I stand in the corridor just outside the dining hall with my mind made up and my courage almost spewing out of me, and all I can do now is wait.
She comes out on her own only minutes later. I wonder if it has anything to do with my quick departure. She looks embarrassed when she sees me standing there. Her cheeks flush and she immediately looks away from me, turning quickly to leave the area. I turn after her and almost forget that speaking is a crucial thing in one of these types of situations.
“Hey, Granger! Wait! Stop!” I stumble on the words and reach for her arm.
“What, Malfoy? What could you possibly want from me?” She spits as I spin her around towards me.
“I…Goddamn, this is going to sound like utter shite coming from me, but I…well, I don’t want anything from you really…” I mumble.
“Well, if there’s nothing then I’m sure you wouldn’t mind letting go of me,” she huffs as she pulls away and starts stomping once again down the hall.
“No! Dammit Granger, you don’t understand!” I half shout, speeding up after her.
I reach her again and throw her up against the closest wall, forcefully enough to control her, but not enough to hurt her. I don’t say another word, I simply slam my mouth against hers, claiming what I want. Making what I want into what is mine.
I’m confused for a second when I don’t feel even the slightest bit of struggle from her, but it makes no difference. This is what I want.

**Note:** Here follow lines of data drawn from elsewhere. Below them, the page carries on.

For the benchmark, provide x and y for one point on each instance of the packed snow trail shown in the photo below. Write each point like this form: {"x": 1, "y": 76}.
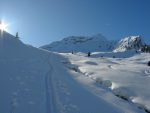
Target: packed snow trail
{"x": 70, "y": 96}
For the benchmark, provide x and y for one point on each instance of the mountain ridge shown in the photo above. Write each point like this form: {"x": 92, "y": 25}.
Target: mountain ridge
{"x": 95, "y": 43}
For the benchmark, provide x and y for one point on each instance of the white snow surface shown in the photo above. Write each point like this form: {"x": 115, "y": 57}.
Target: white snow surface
{"x": 96, "y": 43}
{"x": 37, "y": 81}
{"x": 128, "y": 78}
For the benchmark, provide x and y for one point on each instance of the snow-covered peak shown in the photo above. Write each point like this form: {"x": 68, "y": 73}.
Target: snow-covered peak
{"x": 80, "y": 44}
{"x": 12, "y": 47}
{"x": 129, "y": 43}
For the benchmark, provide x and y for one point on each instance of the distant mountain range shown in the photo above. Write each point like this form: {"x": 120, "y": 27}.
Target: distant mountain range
{"x": 95, "y": 43}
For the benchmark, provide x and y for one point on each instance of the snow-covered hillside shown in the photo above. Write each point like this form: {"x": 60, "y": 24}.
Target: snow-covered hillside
{"x": 33, "y": 80}
{"x": 129, "y": 43}
{"x": 81, "y": 44}
{"x": 23, "y": 70}
{"x": 95, "y": 43}
{"x": 125, "y": 78}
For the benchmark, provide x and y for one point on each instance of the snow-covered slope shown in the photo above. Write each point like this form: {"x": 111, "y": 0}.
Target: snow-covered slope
{"x": 95, "y": 43}
{"x": 37, "y": 81}
{"x": 80, "y": 44}
{"x": 129, "y": 43}
{"x": 22, "y": 76}
{"x": 125, "y": 78}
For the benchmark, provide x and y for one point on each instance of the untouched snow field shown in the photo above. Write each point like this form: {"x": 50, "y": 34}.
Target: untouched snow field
{"x": 37, "y": 81}
{"x": 127, "y": 78}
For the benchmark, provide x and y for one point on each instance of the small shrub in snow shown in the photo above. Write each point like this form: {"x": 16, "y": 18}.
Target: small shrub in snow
{"x": 148, "y": 63}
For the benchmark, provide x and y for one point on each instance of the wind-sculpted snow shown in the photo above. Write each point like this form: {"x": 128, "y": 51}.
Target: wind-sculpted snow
{"x": 22, "y": 72}
{"x": 97, "y": 43}
{"x": 126, "y": 78}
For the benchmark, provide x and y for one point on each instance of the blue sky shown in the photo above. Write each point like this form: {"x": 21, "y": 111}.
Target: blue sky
{"x": 40, "y": 22}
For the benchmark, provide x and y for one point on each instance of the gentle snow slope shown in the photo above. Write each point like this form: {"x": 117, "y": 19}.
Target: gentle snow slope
{"x": 37, "y": 81}
{"x": 127, "y": 78}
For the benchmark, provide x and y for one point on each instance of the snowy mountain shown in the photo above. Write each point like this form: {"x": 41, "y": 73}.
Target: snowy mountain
{"x": 22, "y": 72}
{"x": 80, "y": 44}
{"x": 95, "y": 43}
{"x": 129, "y": 43}
{"x": 34, "y": 80}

After our breath has become ragged, our lips swollen, and our faces hot and flushed, I pull away and simply say, “I don’t want anything from you. I just, want you.”
She stares at me in what I can only assume is utter hatred mixed with astonishment. I start to panic a bit and words start spilling out of my mouth at an ungodly speed, in what I’m sure is a huge incomprehensible mess.

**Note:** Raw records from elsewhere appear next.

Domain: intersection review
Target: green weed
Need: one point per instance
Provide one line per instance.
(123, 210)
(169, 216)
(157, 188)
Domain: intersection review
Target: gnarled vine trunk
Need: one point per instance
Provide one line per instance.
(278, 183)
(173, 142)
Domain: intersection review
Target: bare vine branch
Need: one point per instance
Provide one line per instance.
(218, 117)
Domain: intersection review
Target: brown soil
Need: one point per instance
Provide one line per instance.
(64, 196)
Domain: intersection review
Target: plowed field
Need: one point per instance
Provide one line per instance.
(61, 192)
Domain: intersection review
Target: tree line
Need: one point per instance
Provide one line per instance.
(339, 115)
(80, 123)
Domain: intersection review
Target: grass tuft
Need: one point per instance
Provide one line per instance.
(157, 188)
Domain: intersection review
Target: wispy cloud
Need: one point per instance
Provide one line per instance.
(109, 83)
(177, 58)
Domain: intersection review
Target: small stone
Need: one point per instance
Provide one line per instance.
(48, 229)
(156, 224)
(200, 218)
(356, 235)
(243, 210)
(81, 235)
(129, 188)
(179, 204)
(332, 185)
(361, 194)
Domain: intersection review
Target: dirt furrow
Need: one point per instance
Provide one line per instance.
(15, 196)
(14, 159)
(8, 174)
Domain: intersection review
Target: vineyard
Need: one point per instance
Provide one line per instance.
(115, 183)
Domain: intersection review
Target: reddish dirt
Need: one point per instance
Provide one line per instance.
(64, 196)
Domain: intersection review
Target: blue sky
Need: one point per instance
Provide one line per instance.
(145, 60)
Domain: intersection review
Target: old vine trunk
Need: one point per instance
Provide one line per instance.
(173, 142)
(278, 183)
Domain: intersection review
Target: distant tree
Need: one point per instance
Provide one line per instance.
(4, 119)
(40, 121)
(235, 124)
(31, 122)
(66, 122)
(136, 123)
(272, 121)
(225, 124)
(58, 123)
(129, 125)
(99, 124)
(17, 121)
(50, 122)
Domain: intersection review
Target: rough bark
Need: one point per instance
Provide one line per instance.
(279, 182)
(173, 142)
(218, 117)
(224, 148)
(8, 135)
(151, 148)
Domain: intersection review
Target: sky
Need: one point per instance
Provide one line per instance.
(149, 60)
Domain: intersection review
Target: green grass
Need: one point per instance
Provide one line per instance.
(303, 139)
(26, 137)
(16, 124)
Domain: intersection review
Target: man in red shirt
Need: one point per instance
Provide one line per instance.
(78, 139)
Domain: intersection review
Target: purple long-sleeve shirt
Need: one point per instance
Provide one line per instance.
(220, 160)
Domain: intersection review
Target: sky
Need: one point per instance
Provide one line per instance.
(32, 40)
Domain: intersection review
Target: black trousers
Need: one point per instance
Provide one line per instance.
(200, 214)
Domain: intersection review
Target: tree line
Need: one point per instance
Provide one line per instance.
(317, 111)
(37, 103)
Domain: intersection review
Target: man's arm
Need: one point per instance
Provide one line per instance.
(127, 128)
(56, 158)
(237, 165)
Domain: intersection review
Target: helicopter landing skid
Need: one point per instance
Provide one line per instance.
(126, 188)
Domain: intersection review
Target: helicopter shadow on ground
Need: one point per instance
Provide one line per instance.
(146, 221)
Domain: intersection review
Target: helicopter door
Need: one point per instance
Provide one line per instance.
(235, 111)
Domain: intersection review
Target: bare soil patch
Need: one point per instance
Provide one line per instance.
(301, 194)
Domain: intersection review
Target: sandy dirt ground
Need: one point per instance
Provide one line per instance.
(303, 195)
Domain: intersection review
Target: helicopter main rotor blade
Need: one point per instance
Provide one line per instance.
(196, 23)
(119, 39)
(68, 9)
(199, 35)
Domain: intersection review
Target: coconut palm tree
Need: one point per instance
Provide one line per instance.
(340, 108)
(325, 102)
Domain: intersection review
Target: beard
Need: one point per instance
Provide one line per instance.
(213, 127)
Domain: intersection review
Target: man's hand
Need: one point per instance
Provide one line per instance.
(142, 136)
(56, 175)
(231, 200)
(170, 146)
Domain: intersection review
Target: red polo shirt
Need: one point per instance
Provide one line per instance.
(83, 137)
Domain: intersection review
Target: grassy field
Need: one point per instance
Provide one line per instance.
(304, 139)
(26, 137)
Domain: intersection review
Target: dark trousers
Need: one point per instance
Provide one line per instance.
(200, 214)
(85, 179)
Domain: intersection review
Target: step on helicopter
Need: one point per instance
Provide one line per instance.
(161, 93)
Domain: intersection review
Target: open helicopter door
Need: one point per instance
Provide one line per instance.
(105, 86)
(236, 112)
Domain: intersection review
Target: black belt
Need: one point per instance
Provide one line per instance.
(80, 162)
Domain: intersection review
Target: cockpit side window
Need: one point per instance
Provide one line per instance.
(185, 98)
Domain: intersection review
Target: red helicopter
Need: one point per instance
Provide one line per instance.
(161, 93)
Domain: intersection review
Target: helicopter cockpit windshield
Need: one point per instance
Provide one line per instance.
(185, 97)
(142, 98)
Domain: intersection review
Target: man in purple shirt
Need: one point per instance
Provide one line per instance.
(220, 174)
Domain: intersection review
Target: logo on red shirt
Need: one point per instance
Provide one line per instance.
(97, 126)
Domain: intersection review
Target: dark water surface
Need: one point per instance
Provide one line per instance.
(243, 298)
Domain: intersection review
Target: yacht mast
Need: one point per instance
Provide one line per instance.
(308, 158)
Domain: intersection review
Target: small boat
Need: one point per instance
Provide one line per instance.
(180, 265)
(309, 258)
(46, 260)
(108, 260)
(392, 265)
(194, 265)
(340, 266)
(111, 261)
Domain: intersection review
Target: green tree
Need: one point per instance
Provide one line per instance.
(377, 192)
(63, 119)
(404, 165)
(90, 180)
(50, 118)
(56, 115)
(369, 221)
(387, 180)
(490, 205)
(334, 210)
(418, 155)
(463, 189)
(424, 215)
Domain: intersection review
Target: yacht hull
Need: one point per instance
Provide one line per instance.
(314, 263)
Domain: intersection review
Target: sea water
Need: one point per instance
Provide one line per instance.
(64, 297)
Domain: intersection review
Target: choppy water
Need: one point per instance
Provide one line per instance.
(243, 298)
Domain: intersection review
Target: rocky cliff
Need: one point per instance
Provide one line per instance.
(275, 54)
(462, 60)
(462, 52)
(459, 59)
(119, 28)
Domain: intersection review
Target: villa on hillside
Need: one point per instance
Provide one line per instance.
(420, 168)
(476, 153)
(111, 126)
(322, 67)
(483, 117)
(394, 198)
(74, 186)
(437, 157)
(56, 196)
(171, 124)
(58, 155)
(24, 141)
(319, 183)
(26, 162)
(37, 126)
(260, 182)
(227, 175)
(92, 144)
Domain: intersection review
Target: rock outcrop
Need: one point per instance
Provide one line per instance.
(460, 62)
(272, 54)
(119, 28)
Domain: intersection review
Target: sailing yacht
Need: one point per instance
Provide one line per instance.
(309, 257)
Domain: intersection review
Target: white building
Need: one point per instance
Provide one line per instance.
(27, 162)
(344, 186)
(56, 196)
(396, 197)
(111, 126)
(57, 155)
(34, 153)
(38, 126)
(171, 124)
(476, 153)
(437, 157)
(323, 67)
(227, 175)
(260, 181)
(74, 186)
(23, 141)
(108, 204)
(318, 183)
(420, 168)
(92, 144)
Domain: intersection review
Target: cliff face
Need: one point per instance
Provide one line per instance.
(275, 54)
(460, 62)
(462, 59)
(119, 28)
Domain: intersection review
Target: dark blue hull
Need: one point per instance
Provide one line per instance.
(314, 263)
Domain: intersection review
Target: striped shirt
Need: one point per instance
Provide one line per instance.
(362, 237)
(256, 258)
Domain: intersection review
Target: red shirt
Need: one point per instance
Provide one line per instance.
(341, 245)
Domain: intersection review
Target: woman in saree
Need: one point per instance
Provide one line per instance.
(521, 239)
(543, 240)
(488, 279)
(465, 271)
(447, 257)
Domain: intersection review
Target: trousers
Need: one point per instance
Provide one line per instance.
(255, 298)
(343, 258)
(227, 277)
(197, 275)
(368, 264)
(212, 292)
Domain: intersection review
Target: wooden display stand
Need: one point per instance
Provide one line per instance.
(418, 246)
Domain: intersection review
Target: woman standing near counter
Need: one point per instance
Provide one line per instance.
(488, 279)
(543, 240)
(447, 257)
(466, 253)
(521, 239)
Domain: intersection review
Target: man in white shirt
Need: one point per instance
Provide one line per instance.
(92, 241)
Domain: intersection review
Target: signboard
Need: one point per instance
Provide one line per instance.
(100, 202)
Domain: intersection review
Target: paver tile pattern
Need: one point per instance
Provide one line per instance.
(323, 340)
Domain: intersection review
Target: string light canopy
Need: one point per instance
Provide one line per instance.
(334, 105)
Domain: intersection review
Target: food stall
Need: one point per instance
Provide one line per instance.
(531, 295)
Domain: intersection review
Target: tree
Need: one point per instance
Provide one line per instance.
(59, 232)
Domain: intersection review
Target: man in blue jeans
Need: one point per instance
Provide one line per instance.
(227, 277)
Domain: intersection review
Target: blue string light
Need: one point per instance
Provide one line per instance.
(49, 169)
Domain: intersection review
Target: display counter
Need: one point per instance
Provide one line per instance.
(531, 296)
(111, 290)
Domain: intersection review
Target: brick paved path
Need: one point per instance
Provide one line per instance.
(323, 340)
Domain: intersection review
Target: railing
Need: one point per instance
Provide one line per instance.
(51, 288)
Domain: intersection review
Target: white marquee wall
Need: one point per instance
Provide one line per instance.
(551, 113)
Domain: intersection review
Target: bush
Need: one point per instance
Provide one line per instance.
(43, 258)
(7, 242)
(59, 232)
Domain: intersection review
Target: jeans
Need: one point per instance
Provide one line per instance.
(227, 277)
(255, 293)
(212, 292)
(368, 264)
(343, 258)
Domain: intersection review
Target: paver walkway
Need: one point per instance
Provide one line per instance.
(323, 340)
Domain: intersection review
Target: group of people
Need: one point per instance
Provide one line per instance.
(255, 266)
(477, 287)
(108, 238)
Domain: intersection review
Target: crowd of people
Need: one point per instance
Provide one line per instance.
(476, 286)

She almost yells over the jumble of noise I’m spewing.
“Shut up, Malfoy!”
I stop dead in my tracks and just stare. She continues, “I thought you thought, well, I’m sure you know what I thought you thought of me…and I just well, I thought this would never happen. Ever. And…”
She pulls me back to the wall, flush against herself. “I want you too.” She presses her mouth to mine once again.
And as we stand there, taking each other in, I can’t help but smile a bit against her mouth as I think to myself, I finally got what I really wanted, and now she's mine.